1. It provides storage space for local variables declared inside a function. These are called ‘automatic variables’ in C programming.
2. Stack stores “housekeeping” information when a function call is made. This housekeeping information is known as “stack frame” which includes address from which function was called in order to return to when called function is finished execution, parameters that don’t fit into registers and saved values of registers.
3. Stack is used as a “Scratch-pad area”- every time when program seeks for temporary storage, perhaps while computing some lengthy arithmetic expression, it can push partial results onto stack and popping them off when needed.
Just as stack segment grows dynamically on demand, so the data segment contains an object that does this is called “heap”. Heap provides storage when needed for dynamically allocated storage through call to ‘malloc()’ function and access to that block of allocated memory through pointer. Everything in heap is anonymous that is we can’t access it directly by name, only indirectly through pointer. malloc() and other friends viz., calloc(), realloc(), library call is just provide the way to obtain allocation from heap. The difference lies in that calloc() clears the block to ‘0’ before returning a pointer to it while realloc() is same as malloc() except that it resizes the block either by growing or shrinking it, or more often by copying the contents somewhere else and returning you a pointer to new location.
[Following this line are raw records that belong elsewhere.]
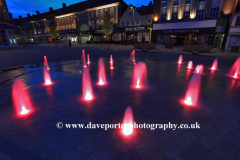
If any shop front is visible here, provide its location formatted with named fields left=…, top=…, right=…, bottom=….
left=0, top=23, right=18, bottom=50
left=153, top=20, right=216, bottom=46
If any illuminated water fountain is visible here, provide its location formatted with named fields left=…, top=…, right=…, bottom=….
left=131, top=50, right=135, bottom=62
left=82, top=50, right=87, bottom=67
left=109, top=55, right=113, bottom=69
left=187, top=61, right=193, bottom=69
left=98, top=58, right=107, bottom=85
left=43, top=66, right=52, bottom=85
left=228, top=57, right=240, bottom=78
left=44, top=56, right=50, bottom=70
left=122, top=107, right=134, bottom=136
left=182, top=73, right=201, bottom=106
left=132, top=62, right=147, bottom=89
left=82, top=67, right=94, bottom=101
left=87, top=54, right=90, bottom=65
left=178, top=55, right=182, bottom=64
left=210, top=58, right=218, bottom=70
left=195, top=65, right=203, bottom=74
left=12, top=79, right=33, bottom=116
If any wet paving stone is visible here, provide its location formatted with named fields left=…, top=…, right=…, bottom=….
left=0, top=59, right=240, bottom=160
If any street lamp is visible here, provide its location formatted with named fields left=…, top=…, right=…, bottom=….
left=131, top=7, right=135, bottom=46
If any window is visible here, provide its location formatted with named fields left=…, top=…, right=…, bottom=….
left=161, top=14, right=166, bottom=23
left=96, top=21, right=99, bottom=28
left=210, top=7, right=219, bottom=19
left=173, top=0, right=179, bottom=6
left=110, top=7, right=114, bottom=15
left=235, top=17, right=240, bottom=26
left=197, top=9, right=204, bottom=20
left=136, top=20, right=140, bottom=25
left=183, top=11, right=190, bottom=21
left=172, top=12, right=178, bottom=22
left=147, top=18, right=152, bottom=24
left=96, top=11, right=99, bottom=17
left=101, top=20, right=103, bottom=28
left=91, top=11, right=94, bottom=18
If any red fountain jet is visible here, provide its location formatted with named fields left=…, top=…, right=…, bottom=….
left=87, top=54, right=90, bottom=65
left=210, top=58, right=218, bottom=70
left=98, top=58, right=107, bottom=85
left=44, top=56, right=50, bottom=70
left=82, top=67, right=94, bottom=101
left=178, top=55, right=182, bottom=64
left=82, top=50, right=87, bottom=67
left=229, top=57, right=240, bottom=78
left=43, top=66, right=52, bottom=86
left=132, top=62, right=147, bottom=89
left=122, top=107, right=134, bottom=136
left=182, top=73, right=201, bottom=106
left=187, top=61, right=193, bottom=69
left=109, top=55, right=113, bottom=69
left=131, top=50, right=135, bottom=62
left=12, top=79, right=33, bottom=116
left=194, top=65, right=203, bottom=74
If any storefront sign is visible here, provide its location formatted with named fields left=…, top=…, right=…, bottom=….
left=216, top=19, right=227, bottom=33
left=153, top=27, right=215, bottom=34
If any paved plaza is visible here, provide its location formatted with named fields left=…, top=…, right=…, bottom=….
left=0, top=45, right=240, bottom=160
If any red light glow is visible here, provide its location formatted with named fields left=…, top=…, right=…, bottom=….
left=98, top=58, right=107, bottom=85
left=122, top=107, right=134, bottom=136
left=210, top=58, right=218, bottom=70
left=178, top=55, right=182, bottom=64
left=12, top=79, right=33, bottom=117
left=82, top=67, right=94, bottom=101
left=43, top=66, right=52, bottom=86
left=44, top=56, right=50, bottom=70
left=133, top=62, right=147, bottom=89
left=182, top=73, right=201, bottom=106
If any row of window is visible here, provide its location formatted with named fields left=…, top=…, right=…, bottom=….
left=121, top=18, right=152, bottom=27
left=56, top=16, right=73, bottom=23
left=91, top=7, right=114, bottom=18
left=160, top=7, right=219, bottom=23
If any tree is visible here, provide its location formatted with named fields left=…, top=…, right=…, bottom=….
left=48, top=16, right=59, bottom=46
left=103, top=11, right=114, bottom=49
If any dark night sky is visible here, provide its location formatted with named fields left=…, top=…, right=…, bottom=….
left=6, top=0, right=151, bottom=18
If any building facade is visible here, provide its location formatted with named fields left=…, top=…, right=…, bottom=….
left=118, top=4, right=153, bottom=43
left=0, top=0, right=18, bottom=50
left=153, top=0, right=236, bottom=49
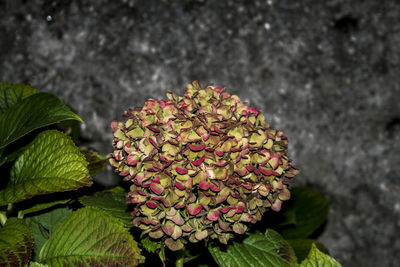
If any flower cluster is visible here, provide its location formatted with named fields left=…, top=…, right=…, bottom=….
left=109, top=82, right=296, bottom=250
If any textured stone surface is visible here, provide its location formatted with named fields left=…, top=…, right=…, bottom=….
left=0, top=0, right=400, bottom=266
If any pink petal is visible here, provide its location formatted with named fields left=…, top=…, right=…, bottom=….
left=175, top=181, right=186, bottom=190
left=147, top=126, right=160, bottom=133
left=219, top=207, right=232, bottom=213
left=207, top=210, right=219, bottom=222
left=175, top=167, right=188, bottom=174
left=150, top=183, right=164, bottom=195
left=215, top=160, right=229, bottom=167
left=188, top=203, right=203, bottom=215
left=258, top=167, right=273, bottom=176
left=146, top=201, right=157, bottom=209
left=192, top=155, right=206, bottom=166
left=214, top=125, right=225, bottom=134
left=199, top=181, right=210, bottom=190
left=126, top=155, right=139, bottom=166
left=210, top=183, right=221, bottom=192
left=189, top=144, right=206, bottom=152
left=215, top=150, right=225, bottom=157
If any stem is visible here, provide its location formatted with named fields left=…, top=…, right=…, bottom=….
left=7, top=203, right=14, bottom=215
left=175, top=248, right=185, bottom=267
left=0, top=212, right=7, bottom=226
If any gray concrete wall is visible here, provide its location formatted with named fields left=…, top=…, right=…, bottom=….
left=0, top=0, right=400, bottom=266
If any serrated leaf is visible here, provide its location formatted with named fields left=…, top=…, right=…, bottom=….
left=79, top=186, right=132, bottom=227
left=0, top=93, right=82, bottom=149
left=26, top=208, right=72, bottom=261
left=299, top=244, right=342, bottom=267
left=279, top=187, right=329, bottom=239
left=0, top=83, right=39, bottom=114
left=140, top=236, right=161, bottom=253
left=0, top=130, right=92, bottom=205
left=0, top=145, right=28, bottom=166
left=0, top=218, right=33, bottom=266
left=79, top=147, right=107, bottom=177
left=18, top=199, right=71, bottom=219
left=286, top=239, right=328, bottom=262
left=39, top=207, right=144, bottom=266
left=208, top=229, right=297, bottom=267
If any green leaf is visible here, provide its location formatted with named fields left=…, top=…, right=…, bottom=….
left=26, top=208, right=72, bottom=261
left=286, top=239, right=328, bottom=262
left=40, top=207, right=144, bottom=266
left=208, top=229, right=297, bottom=267
left=299, top=244, right=342, bottom=267
left=18, top=199, right=71, bottom=219
left=0, top=218, right=33, bottom=266
left=279, top=187, right=329, bottom=239
left=79, top=186, right=132, bottom=227
left=79, top=147, right=107, bottom=177
left=29, top=261, right=50, bottom=267
left=0, top=145, right=28, bottom=166
left=140, top=236, right=161, bottom=253
left=0, top=93, right=82, bottom=149
left=0, top=83, right=39, bottom=114
left=0, top=130, right=92, bottom=205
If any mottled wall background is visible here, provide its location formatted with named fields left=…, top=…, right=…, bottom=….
left=0, top=0, right=400, bottom=266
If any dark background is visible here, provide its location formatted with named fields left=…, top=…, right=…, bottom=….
left=0, top=0, right=400, bottom=266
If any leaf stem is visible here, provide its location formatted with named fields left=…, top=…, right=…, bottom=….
left=0, top=212, right=7, bottom=226
left=175, top=248, right=185, bottom=267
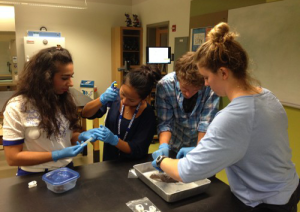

Since allocation from heap is done with calls to malloc(), therefore memory allocated from heap doesn’t have to be returned in the order it was acquired or it doesn’t have to be returned at all. Unordered call to malloc()/free() causes heap fragmentation. Heap must keep track of different regions, and whether they are in use or available to malloc(). One scheme is to have a linked list of available blocks (free store), and each block handed to malloc() is preceded by a size count that goes with it.
Heap memory space is limited by a pointer called “brk”. If your program accesses past the ‘brk’, it’ll be aborted. In order to malloc() more memory, simply shift ‘brk’ pointer away.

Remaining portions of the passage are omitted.